A huge increase in early voting may bode well for overall voter turnout in Norway’s upcoming Parliamentary election. Many Norwegians find the early voting option practical and simple, while others fear the traditional formality of Election Day may fade away.

Never before have so many taken advantage of early voting, or voted so far ahead of Election Day, which falls on Monday September 8 this year. It’s already set a record, up 43 percent of the last Parliamentary election in 2021. As of Saturday afternoon, a total of 455,308 Norwegians had already cast their ballots at one of the many early voting booths set up in towns and cities all over the country.
“I had already made up my mind who I was going to vote for,” one woman told state broadcaster NRK after emerging from an early voting booth in Oslo’s Sagene district over the weekend. “This was just a convenient time to go and do it.”
Joakim Kolle, interviewed outside another booth in downtown Bergen, fully agreed. He was part of a steady stream of voters who cast their ballots in the middle of other errands on Saturday. “This is a bit simpler than voting on Election Day,” he told NRK. “You can do it when you have time, and when you’re already in town.”
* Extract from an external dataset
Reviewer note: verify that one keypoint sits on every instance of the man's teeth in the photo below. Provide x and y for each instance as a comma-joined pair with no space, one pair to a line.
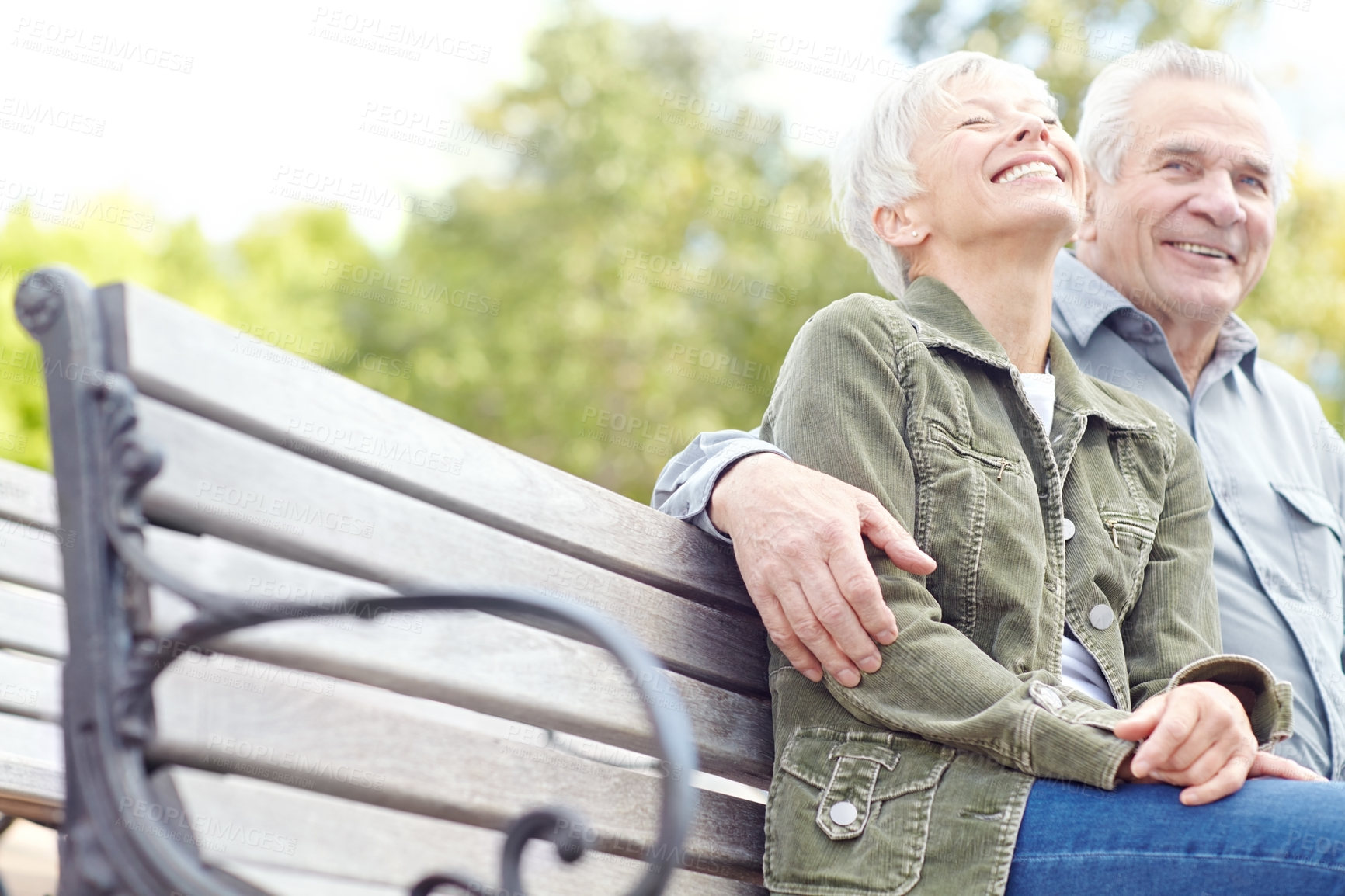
1201,251
1030,168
Gard Thomassen back in Oslo thinks it’s simply practical. “I think democracy functions best when folks are allowed to have control over when they come to vote,” he said. Thomassen thought it was perhaps especially meaningful and a formal occasion when he voted for the first time on Election Day, “but now it’s a bit more routine.” He referred to his early voting, though, as a means of “carrying out perhaps not my civic responsibility, but my citizen’s privilege.”
Early voting accounted for fully 57.9 percent of all voting in the last national election, and may be higher this year. Anders Skaalgaard of the state elections directoratet said he and his colleagues expect a good turnout regardless. It’s been relatively stable at around 76 percent since 2000, much higher than in many other countries, not least the US, where voters have long had to register to vote and now also face looming and controversial restrictions on voting proposed by the Trump administration.
Some reseachers worry that the early voting may have some disadvantages. Jo Saglie of the Institute for Social Research in Oslo told NRK that “we lose some of the ritual around Election Day,” on which both politicians and journalists traditionally even dress up, with suits and ties standard for the men.
Saglie notes how families often all went to vote together on what’s considered a formal occasion. Now they can vote early, in between other daily tasks, and often alone. “Those who are least interested in politics, but perhaps viewed Election Day as a big occasion, may now stay at home,” agreed elections researcher Johannes Bergh, but they both also still expect another strong voter turnout overall.